The current regulation, according to the lawyer, focuses on the result of the actions and the intention of the offender. “If the scene never existed because it’s fake, you’re not uncovering a secret. It should be treated as a case of insults or as a crime against moral integrity by disseminating it with the intention of publicly humiliating another person, ”he explains.
“The solution could be,” adds Adsuara, “in applying a figure provided in cases of minors and that is child pseudo-pornography.” “This would allow crimes against privacy to include not only real videos but also realistic ones with intimate images that resemble those of a person.”
Technological identification systems can also be applied, although it is increasingly difficult because artificial intelligence is also developing formulas to avoid them.
Another way is to require that any type of hyper-realistic content be clearly identified as such. “It is in the digital rights bill, but the artificial intelligence regulation has not yet been approved,” explains the lawyer.
In Spain, this type of identification is common in cases of faked pornography to avoid legal problems. “But these women,” warns Adsuara, “have to put up with their image being merged into a pornographic context and it goes against their right to their own image, even if it is not real, but it is realistic.”
Despite the obvious damage of these videos, the complaints in Spain are few compared to those registered in the United States, the United Kingdom or South Korea, although the proliferation of these videos is proportionally similar. The Spanish expert in digital law believes that it is given less importance since its falsehood is evident and because the complaint sometimes only serves as a speaker for the criminal, who is looking for precisely that. “Besides,” he laments, “this society is so sick that we don’t perceive it as bad and, instead of defending the victim, they are humiliated.”

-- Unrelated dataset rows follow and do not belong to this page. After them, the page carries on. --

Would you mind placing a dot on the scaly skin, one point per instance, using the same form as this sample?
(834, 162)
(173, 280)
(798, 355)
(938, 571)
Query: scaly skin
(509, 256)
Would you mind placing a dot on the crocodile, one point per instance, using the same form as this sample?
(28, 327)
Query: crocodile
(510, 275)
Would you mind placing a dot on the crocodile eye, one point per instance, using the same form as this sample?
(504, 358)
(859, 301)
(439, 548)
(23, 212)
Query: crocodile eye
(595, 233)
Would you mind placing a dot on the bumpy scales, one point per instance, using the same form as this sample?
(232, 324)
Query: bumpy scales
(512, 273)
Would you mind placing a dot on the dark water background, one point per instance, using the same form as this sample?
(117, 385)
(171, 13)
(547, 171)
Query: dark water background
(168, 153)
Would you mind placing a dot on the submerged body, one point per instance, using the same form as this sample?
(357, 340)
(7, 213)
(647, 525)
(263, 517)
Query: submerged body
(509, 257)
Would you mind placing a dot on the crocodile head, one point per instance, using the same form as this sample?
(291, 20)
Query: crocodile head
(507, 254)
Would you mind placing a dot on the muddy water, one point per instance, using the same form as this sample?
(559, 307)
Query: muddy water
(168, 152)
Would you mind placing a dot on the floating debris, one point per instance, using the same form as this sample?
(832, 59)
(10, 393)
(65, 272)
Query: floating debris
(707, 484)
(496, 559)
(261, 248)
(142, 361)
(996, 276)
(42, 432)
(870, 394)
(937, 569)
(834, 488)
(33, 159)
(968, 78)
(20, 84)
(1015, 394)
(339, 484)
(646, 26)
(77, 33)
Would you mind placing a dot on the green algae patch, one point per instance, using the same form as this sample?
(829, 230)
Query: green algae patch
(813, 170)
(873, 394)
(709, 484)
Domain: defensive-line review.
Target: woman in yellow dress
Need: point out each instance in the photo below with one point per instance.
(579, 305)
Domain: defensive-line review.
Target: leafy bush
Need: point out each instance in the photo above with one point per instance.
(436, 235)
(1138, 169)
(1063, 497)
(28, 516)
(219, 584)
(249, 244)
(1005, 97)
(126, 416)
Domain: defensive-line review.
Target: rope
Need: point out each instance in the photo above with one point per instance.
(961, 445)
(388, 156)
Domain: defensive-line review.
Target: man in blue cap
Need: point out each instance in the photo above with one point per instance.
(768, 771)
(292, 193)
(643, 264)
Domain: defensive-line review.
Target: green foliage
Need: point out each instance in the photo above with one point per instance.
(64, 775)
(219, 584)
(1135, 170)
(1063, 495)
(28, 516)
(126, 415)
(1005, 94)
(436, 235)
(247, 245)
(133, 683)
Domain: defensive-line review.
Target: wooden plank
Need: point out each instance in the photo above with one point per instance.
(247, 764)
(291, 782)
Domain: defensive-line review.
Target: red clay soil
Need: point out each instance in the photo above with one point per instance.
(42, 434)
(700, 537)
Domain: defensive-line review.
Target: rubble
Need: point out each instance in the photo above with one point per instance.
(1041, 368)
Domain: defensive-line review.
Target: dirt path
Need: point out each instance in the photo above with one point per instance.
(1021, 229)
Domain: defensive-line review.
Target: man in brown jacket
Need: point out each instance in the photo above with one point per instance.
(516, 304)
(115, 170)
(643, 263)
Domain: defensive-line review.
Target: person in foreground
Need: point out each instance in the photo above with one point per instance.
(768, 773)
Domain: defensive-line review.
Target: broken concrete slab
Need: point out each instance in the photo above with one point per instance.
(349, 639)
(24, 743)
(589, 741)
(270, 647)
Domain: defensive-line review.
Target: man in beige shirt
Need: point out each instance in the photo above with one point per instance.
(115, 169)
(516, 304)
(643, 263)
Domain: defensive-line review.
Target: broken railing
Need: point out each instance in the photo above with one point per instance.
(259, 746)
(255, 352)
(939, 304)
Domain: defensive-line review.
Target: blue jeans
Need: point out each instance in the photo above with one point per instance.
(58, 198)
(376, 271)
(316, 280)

Josep Coll, director of RepScan, a company dedicated to eliminating harmful information on the internet, also confirms the scarcity of complaints by public figures affected by false videos. However, he does point out that they deal with many extortion attempts with them. He recounts the case of a businessman who was broadcast a false video and included images of a country to which he had recently gone to sow doubts among those in his circle who knew that the trip had taken place. “And of revengeporn”, he comments. “We get cases of those every day.” “In cases of extortion, they look for a hot reaction, that they pay for their withdrawal, even if they know it is false,” he adds.